The petition here is strikingly like that in Redding v. Sinclair Refining Co., 105 Ga. App. 375 (124 SE2d 688)
. The only substantial difference that we can see is that in Redding it was alleged that the placing of the sign on the sidewalk was negligence per se under the provisions of a city ordinance. Here there is no ordinance. But we think, under the facts alleged, that whether it was negligence as a matter of fact so to place and maintain the sign is for the jury. The distinction between the situation here and parking lot cases, such as McMullan v. Kroger Co., 84 Ga. App. 195 (65 SE2d 420)
; Ely v. Barbizon Towers, Inc., 101 Ga. App. 872 (115 SE2d 616)
; McHugh v. Trust Co. of Ga., 102 Ga. App. 412 (116 SE2d 512)
; and Carmichael v. Timothy, 104 Ga. App. 16 (120 SE2d 814)
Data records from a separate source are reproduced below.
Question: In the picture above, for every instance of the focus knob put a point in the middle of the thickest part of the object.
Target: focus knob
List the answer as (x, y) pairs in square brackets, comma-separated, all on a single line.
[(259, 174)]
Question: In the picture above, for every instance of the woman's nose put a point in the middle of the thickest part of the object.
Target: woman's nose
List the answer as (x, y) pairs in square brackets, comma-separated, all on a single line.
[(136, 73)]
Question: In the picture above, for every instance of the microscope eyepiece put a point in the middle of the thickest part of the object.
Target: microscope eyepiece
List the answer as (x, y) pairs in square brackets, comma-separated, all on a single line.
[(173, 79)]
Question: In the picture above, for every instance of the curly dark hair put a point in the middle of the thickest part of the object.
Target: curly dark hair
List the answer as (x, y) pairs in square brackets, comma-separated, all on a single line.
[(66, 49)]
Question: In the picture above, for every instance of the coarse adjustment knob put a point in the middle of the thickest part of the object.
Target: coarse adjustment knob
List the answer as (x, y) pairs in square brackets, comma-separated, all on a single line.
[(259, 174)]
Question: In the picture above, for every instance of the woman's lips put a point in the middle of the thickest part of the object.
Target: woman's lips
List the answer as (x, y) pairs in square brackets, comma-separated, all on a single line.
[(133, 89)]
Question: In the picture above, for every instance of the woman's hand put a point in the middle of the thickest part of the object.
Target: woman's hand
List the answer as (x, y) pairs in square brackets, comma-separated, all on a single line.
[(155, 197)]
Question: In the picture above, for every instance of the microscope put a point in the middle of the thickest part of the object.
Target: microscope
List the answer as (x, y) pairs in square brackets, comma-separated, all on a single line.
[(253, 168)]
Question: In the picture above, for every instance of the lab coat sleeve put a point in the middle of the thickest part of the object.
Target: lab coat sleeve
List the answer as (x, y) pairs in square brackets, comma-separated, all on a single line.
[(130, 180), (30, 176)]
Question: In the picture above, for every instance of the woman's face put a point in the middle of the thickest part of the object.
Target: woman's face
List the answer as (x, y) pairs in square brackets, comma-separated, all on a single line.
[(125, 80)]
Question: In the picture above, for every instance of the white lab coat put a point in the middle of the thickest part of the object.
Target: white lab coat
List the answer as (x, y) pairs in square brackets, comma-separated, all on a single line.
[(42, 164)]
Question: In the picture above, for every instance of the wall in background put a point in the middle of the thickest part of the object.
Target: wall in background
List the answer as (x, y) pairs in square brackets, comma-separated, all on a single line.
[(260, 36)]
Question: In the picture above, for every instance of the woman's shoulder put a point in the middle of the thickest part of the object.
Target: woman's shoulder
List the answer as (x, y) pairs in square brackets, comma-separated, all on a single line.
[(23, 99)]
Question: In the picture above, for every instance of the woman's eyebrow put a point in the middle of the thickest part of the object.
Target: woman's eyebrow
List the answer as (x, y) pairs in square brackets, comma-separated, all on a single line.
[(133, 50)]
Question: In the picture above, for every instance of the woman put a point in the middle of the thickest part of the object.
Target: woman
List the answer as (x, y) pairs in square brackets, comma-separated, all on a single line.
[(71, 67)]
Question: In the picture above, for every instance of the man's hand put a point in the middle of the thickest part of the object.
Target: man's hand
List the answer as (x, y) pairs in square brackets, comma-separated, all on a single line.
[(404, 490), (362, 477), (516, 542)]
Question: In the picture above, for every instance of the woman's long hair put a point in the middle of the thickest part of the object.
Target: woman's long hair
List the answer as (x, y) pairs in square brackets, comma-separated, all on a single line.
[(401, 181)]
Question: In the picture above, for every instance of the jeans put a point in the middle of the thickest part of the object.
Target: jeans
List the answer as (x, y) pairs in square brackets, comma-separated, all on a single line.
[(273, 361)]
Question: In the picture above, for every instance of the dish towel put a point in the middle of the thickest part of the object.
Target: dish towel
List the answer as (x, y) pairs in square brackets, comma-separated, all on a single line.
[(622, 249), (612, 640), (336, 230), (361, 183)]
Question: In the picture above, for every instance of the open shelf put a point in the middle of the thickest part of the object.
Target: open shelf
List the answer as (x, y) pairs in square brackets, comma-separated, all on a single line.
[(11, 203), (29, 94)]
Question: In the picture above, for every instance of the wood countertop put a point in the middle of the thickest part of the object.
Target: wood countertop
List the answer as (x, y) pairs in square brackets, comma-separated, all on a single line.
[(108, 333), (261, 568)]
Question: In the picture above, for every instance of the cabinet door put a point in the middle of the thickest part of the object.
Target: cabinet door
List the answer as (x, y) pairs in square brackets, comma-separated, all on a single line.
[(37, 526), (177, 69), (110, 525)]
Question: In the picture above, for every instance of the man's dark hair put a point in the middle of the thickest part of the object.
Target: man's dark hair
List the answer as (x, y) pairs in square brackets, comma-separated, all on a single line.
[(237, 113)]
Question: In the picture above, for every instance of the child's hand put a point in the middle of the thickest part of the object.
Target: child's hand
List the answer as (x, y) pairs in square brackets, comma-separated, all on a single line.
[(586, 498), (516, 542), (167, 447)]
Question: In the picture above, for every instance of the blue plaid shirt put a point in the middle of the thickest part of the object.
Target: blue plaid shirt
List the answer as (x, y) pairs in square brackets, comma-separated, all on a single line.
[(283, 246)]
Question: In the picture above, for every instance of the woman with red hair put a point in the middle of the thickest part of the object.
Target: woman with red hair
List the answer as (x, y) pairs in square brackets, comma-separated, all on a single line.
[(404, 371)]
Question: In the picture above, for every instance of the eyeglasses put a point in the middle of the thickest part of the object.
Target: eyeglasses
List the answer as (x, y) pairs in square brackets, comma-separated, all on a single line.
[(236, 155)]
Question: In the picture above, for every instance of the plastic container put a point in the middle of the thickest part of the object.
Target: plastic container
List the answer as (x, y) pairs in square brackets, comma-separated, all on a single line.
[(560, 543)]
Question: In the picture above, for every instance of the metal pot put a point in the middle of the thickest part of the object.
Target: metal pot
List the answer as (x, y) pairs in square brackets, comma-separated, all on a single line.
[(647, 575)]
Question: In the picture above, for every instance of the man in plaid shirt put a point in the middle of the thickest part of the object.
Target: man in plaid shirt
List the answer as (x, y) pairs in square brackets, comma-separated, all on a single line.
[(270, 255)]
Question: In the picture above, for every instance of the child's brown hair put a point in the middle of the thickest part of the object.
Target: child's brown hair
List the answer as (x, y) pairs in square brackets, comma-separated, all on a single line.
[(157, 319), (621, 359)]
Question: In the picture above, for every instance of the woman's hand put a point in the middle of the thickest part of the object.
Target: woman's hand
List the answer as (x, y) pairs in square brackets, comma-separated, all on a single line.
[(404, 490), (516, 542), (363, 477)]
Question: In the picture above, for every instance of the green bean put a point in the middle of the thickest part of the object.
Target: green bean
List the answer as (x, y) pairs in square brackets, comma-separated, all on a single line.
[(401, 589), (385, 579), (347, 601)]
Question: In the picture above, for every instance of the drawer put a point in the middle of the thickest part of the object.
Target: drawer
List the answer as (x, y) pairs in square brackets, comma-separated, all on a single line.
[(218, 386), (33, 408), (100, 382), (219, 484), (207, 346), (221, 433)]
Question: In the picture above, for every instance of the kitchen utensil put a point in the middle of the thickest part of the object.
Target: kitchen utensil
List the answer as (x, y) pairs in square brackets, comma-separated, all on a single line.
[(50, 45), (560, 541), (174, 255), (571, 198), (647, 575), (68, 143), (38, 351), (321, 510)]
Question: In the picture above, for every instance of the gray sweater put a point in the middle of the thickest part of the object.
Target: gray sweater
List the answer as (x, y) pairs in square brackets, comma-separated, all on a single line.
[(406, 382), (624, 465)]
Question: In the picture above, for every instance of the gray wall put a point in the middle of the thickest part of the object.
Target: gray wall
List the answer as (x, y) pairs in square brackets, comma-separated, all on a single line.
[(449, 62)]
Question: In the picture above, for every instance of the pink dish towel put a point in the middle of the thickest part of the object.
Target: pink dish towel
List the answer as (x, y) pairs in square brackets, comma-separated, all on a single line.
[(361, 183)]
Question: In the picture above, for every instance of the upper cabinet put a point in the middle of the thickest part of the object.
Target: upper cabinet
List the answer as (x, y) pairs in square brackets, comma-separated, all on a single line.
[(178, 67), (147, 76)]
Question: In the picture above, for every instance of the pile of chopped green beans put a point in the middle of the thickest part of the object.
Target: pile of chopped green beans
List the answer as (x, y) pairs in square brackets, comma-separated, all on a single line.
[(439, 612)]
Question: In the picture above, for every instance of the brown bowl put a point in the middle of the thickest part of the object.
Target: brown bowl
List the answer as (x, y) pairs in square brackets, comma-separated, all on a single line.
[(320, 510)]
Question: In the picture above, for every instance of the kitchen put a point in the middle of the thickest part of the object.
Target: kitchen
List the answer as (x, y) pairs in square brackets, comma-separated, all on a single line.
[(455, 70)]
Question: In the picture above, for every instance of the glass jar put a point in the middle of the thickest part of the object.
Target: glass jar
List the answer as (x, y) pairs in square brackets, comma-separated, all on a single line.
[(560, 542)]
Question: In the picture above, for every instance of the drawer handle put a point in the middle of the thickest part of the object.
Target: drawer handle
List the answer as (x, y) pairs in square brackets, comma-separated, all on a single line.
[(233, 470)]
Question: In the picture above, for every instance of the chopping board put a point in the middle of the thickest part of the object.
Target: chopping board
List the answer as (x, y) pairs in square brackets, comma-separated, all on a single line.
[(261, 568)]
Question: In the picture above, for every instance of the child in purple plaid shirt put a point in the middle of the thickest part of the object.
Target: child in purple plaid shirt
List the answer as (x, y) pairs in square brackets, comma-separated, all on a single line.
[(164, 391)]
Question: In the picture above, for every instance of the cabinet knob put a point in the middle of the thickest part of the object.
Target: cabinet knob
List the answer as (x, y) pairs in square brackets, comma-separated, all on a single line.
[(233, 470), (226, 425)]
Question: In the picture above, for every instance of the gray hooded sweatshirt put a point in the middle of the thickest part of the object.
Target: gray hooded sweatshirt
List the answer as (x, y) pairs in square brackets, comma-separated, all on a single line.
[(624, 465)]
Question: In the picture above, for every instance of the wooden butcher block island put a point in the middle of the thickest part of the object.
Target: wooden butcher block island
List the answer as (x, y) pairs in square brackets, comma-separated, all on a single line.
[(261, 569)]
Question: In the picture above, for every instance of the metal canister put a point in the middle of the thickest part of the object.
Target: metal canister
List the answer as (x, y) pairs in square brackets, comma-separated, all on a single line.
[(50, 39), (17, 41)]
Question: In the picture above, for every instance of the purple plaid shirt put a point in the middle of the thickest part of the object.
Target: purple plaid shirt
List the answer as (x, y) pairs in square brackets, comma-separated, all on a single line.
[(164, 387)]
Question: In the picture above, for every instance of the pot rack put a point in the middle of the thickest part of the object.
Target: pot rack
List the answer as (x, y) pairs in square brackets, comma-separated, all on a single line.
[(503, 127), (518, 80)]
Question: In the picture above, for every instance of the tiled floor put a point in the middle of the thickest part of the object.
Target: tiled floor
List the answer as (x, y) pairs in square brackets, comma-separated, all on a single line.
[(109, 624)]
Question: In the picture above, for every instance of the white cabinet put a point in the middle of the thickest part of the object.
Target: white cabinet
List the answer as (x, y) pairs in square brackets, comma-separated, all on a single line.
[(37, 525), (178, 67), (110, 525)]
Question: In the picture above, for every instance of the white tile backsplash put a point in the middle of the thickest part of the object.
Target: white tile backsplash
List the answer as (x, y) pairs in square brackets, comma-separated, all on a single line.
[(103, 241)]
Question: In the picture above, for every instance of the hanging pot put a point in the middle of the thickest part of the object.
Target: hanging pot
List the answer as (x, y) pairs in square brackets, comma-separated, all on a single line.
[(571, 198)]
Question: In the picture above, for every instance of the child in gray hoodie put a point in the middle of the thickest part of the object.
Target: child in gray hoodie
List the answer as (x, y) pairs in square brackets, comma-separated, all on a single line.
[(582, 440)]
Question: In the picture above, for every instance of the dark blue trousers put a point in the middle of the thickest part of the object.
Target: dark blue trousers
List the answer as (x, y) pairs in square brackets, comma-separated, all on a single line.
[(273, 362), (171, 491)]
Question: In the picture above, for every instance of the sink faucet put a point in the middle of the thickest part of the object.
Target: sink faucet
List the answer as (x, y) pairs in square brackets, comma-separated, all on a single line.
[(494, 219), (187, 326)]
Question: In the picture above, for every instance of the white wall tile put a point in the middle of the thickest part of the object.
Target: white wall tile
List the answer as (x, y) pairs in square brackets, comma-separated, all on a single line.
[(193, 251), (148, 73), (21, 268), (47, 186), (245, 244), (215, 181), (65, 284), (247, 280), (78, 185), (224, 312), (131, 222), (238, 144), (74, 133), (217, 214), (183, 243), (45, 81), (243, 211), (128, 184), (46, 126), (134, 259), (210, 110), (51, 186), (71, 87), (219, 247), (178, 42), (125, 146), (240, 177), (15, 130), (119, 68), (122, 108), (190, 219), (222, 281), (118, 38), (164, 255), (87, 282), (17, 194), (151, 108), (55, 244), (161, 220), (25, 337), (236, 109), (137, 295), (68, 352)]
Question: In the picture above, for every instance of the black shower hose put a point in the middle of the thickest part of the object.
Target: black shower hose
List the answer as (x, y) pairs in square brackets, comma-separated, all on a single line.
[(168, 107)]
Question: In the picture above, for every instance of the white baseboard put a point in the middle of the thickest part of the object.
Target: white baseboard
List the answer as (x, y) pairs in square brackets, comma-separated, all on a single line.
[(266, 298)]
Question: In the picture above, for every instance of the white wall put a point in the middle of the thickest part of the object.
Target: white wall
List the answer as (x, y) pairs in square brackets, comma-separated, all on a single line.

is readily apparent. In none of those cases was the distraction of a crowd, signs on store windows, etc. involved, nor was the injury complained of one that might have been reasonably foreseeable by those who owned or maintained the parking lots. We think that here the defendant, from its knowledge that crowds of people gather in the area where the sign was placed which it must have had from past experience was sufficient to bring within the range of foreseeability the likelihood that someone of them might be tripped by the sign supports, and a jury may well conclude that the defendant should have anticipated it. The facts place the case in a category close to that of National Bellas-Hess Co. v. Patrick, 49 Ga. App. 280 (175 SE 255)
; McCrory Stores Corp. v. Ahern, 65 Ga. App. 334 (15 SE2d 797)
; Tinley v. F. W. Woolworth Co., 70 Ga. App. 390 (28 SE2d 322)
; Lace Drug Stores, Inc. v. Story, 72 Ga. App. 886 (35 SE2d 472)
; Delay v. Rich's, Inc., 86 Ga. App. 30 (70 SE2d 546)
; Moore v. Kroger Co., 87 Ga. App. 581 (74 SE2d 481)
; and Rich's, Inc. v. South, 91 Ga. App. 487 (85 SE2d 774)
, but as Judge Custer pointed out in Redding, supra, the distraction calculated to divert attention from the impending peril lifts it out. See Grover v. City Council of Augusta, 83 Ga. App. 314 (63 SE2d 422)
; Stanfield v. Forrest Five &c. Stores, 95 Ga. App. 739
, 741 (99 SE2d 167
) and citations. If there had been no distraction here, or if the jury should not find it to have existed, the conclusion seems inescapable that the distinction would fade away.
It is likewise a jury question as to whether the plaintiff was in the exercise of ordinary care for her own safety when she suffered the injury. Big Apple Super Market of Rome v. Briggs, 102 Ga. App. 11 (115 SE2d 385)
; and Redding, supra.
The overruling of the general demurrer was proper.
Judgment affirmed. Felton, C. J., and Russell, J., concur.